Anyway, why is this all important? Why does it matter that Christ came back bodily and that we will too at the General Resurrection on the last day? It matters because it reminds us that Creation is not some inconvenient realm in which we can never live with purpose and gratitude. We are not just biding our time in some fleshy layover between states of pure spiritual existence. This life is not some mere test to see if we can become fully detached and join some kind of Nirvana or else get reincarnated as a slug or a chicken or something. God created the heavens and the earth and called them good. Our forebears’ fault caused it and us to fall, but God’s answer was not to dispatch some phantasmal lifeboats to get us out, but rather to redeem all of it. That redemption begins with God himself not only choosing to come to us as a man, but to die as one and to come back just as much of one. It will end when all other things end, not by God or entropy blowing it all up, but by the heavenly city coming to this earth that we might dwell in it, not as ghosties but as men and women, for all eternity. And our moral obligation is not to take this earth or our bodies or the well-being of our fellow human beings as soteriologically insignificant.

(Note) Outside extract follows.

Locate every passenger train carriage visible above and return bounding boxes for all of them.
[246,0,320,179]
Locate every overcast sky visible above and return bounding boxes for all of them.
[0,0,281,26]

Sometimes poetry says it better than my theological ramblings, and so I’d like to close with the great 20th Century writer and Episcopalian John Updike’s “Seven Stanzas at Easter.” I cannot remember if I’ve ever included this in a sermon before. (To be honest, sometimes I can’t remember if I said something in a sermon, put it in a newsletter article, or just posted on Facebook at one point or another). So, if I’ve shared this before, forgive me, but it’s one of those texts which I think bears repeating, anyway:
Make no mistake: if he rose at all
It was as His body;
If the cell’s dissolution did not reverse, the molecule reknit,
The amino acids rekindle,
The Church will fall.
It was not as the flowers,
Each soft spring recurrent;
It was not as His Spirit in the mouths and fuddled eyes of the
Eleven apostles;
It was as His flesh; ours.
The same hinged thumbs and toes
The same valved heart
That—pierced—died, withered, paused, and then regathered
Out of enduring Might
New strength to enclose.
Let us not mock God with metaphor,
Analogy, sidestepping, transcendence,
Making of the event a parable, a sign painted in the faded
Credulity of earlier ages:
Let us walk through the door.
The stone is rolled back, not papier-mache,
Not a stone in a story,
But the vast rock of materiality that in the slow grinding of
Time will eclipse for each of us
The wide light of day.
And if we have an angel at the tomb,
Make it a real angel,
Weighty with Max Planck’s quanta, vivid with hair, opaque in
The dawn light, robed in real linen
Spun on a definite loom.
Let us not seek to make it less monstrous,
For our own convenience, our own sense of beauty,
Lest, awakened in one unthinkable hour, we are embarrassed
By the miracle,
And crushed by remonstrance.
+In the name of the Father and of the Son and of the Holy Spirit. Amen.